ALLSTATE INSURANCE COMPANY v. WALKER et al.

No. A01A1917.

Decided: March 19, 2002

Downey & Cleveland, Alan J. Gibson, Marietta, for appellant. T. Michael Flinn, Carrollton, for appellees.

Ricky and Tammy Walker sued Allstate Insurance Company, claiming that they were entitled to recover under their automobile insurance policy for the theft of their van and were entitled to bad faith penalties and attorney fees for Allstate's failure to pay their claim.   Allstate answered and after discovery moved for summary judgment, arguing that the Walkers failed to give notice of the loss “as soon as possible” as required by the policy;  that their loss was not covered under their policy;  and that it was not liable for penalties because 60 days had not passed between the Walkers' demand for payment and their filing of suit.   The trial court denied Allstate's motion for summary judgment and granted a certificate of immediate review.   We granted Allstate's application for interlocutory appeal and reverse the denial of summary judgment to the insurance company because, as a matter of law, the Walkers failed to give notice of the loss “as soon as possible,” as required by their policy.

On appeal from the grant of summary judgment, this Court conducts a de novo review of the record, construing the evidence and all inferences therefrom in favor of the nonmoving party.  Maddox v. Southern Engineering Co., 231 Ga.App. 802, 803, 500 S.E.2d 591 (1998).

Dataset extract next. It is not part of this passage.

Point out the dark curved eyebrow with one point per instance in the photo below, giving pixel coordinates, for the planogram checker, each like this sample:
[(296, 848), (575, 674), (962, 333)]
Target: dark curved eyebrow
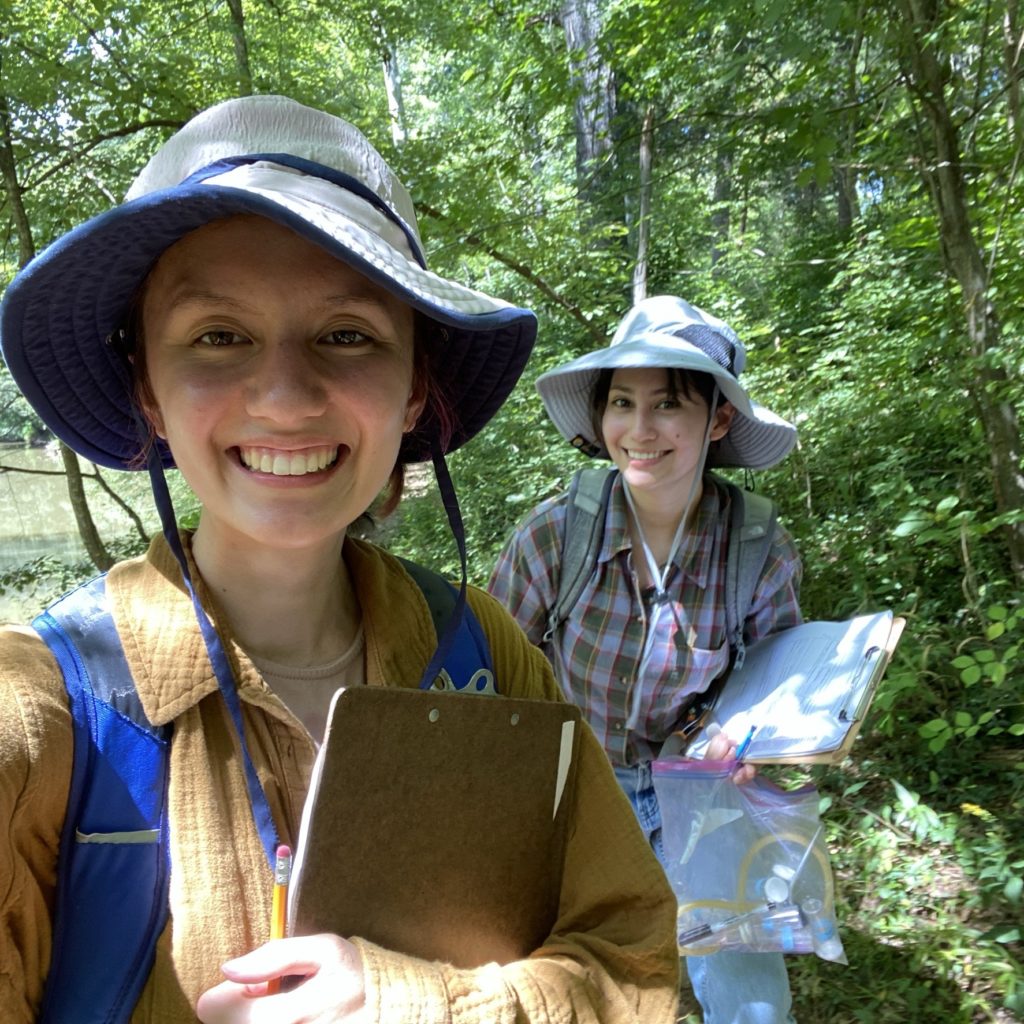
[(188, 295)]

Viewed in this light, the record shows that on June 2, 1998, Ricky and Tammy Walker traded in their 1993 GMC Safari van at Star Nissan as partial payment for a 1996 Pontiac Bonneville.   Star Nissan was supposed to pay off approximately $11,000 owed on the van, and the Walkers borrowed almost $6,000 more to buy the Bonneville.

A couple of weeks later, the Walkers twice called the dealership to question why they had not received the paperwork to get the car tag.   By the end of June, Mrs. Walker testified that by the end of June she was getting suspicious because she could not get a tag, and then the bank called about their past-due payment for the van.   Mrs. Walker went to the dealership, where she had a confrontation with the employees there.   At that point, she said, she knew “something was bad wrong.”   The Walkers hired a lawyer in June and filed a stolen vehicle report at the sheriff's office in July 1998.   They made only one payment on the Bonneville before leaving it with the lender on September 1, 1998; then they bought another car for which they were able to obtain a tag and title.   Star Nissan never paid off the loan on their van.   The dealership owner was indicted in October 1998 on forty counts of theft by taking and theft by deception, two of which involved this transaction.   According to the Walkers' lawyer, the owner subsequently pled nolo contendere and agreed to make restitution, although he had not yet done so.

The Walkers became dissatisfied with their lawyer, and in April 1999, they hired the lawyer now representing them regarding these transactions.   On May 20, 1999, the lawyer sent a letter to Allstate, notifying them of the claim and requesting payment of $11,100 for the theft of the van.   After the company took the Walkers' statements, the Walkers sent another letter to Allstate on June 21, 1999, seeking a response to their claim.   On August 11, 1999, the company orally denied the claim, and the Walkers filed suit on August 19, 1999.   After answering the complaint, Allstate moved for summary judgment, arguing that the Walkers failed to give Allstate notice of the incident “as soon as possible,” as the policy required, that the incident was not a covered theft, and that it was not liable for bad faith penalties.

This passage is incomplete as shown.